The original stone wall surrounding the present-day garage, defines the boundaries of a stable that Mr. Peters built to house horses for hire. The original hitching post can be found on the side of the Inn. From the early 1930s, which saw the departure of the wealthy cottagers and the Gilded Age from Lenox, Mr. Peters’ children and grandchildren summered here until World War II made travel from their home in Pennsylvania prohibitive. After the war, the home was sold and began its life formally as a bed and breakfast.
Between 1946 and October 1996, the inn, then known as Quincy Lodge (named for Mrs. Deborah Quincy, an influential resident of Lenox in the 1880′s) experienced multiple owners. After a 1986 fire destroyed much of the third floor, the Inn was rebuilt and reopened as The Rookwood Inn. The renovated inn was named for an arts and crafts pottery company which operated in Cincinnati, Ohio from the late 1880′s until about 1940.

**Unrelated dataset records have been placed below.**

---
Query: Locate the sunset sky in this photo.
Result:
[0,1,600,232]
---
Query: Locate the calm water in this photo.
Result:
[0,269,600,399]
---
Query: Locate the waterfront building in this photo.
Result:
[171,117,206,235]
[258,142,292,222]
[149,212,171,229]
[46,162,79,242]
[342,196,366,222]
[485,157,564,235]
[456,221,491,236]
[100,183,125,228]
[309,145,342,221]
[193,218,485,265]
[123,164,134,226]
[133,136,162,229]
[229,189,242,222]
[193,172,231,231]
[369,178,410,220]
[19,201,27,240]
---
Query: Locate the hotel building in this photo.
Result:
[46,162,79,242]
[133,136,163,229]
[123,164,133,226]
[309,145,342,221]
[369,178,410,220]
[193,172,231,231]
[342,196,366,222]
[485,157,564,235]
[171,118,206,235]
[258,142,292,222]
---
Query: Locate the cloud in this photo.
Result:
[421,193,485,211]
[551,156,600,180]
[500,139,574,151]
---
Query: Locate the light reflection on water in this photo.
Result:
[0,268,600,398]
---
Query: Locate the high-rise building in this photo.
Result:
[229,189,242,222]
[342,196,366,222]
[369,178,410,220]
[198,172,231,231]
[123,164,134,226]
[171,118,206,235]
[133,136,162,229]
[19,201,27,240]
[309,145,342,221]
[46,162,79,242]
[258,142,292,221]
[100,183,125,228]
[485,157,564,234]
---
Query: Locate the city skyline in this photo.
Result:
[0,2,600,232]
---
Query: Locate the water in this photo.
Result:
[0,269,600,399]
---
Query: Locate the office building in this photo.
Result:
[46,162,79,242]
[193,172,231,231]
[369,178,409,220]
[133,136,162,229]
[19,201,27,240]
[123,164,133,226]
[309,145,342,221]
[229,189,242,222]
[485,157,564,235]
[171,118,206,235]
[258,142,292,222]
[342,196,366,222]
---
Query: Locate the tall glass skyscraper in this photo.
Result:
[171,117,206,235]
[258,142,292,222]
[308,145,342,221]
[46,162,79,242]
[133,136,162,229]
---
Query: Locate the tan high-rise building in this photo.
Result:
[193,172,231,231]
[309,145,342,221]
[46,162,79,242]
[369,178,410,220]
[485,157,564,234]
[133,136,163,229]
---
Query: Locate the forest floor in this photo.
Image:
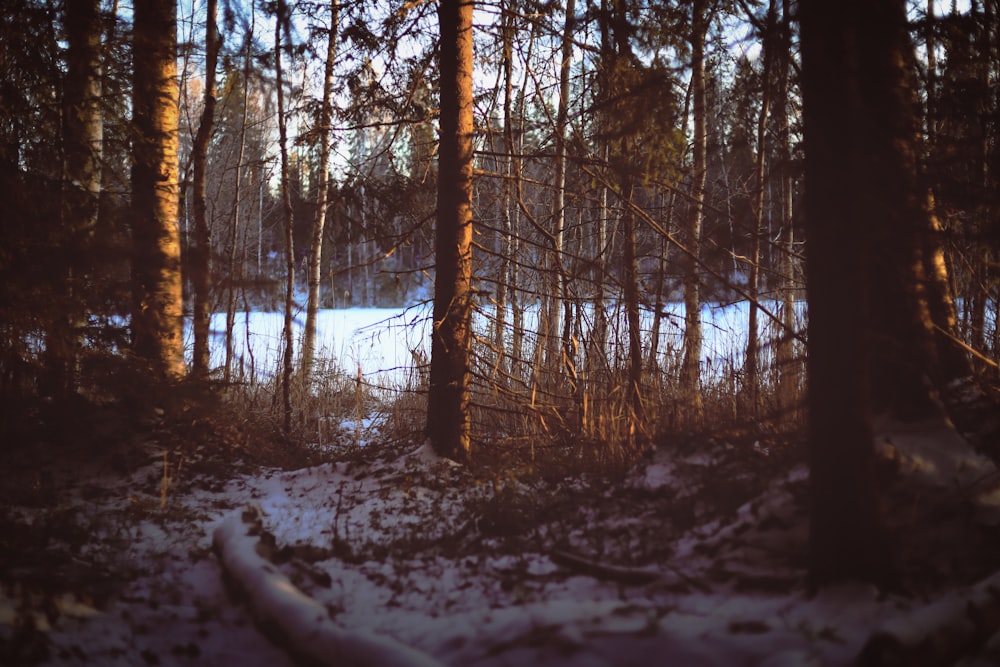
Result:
[0,386,1000,667]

In October, 1996, Amy and her late husband Stephen, along with their daughters, Nina and Maya, took over as owners and Innkeepers, fulfilling a long-time dream.
The inn has been totally renovated and furnished with English and American antiques, Oriental rugs, and period wallpapers. The exterior with its “Painted Lady” facade (multicolor paint treatment reminiscent of the Victorian palette is fitting for a building of her character. In 2001, five of the seven third floor rooms were renovated. The exterior walls of two tavern rooms were bumped out; their sloped knee walls were eliminated and replaced with additional seating areas and corner cast iron gas fireplaces. Televisions were installed behind cabinet doors above the fireplaces. The third floor two-level turret room, “Revels Retreat,” was also remodeled. It finally has an entry hall with a large closet. The bedroom has a lovely gas fireplace with a beautiful wooden mantle.
Our family is proud to be the caretakers, stewards of this treasure of architectural history known as The Rookwood Inn.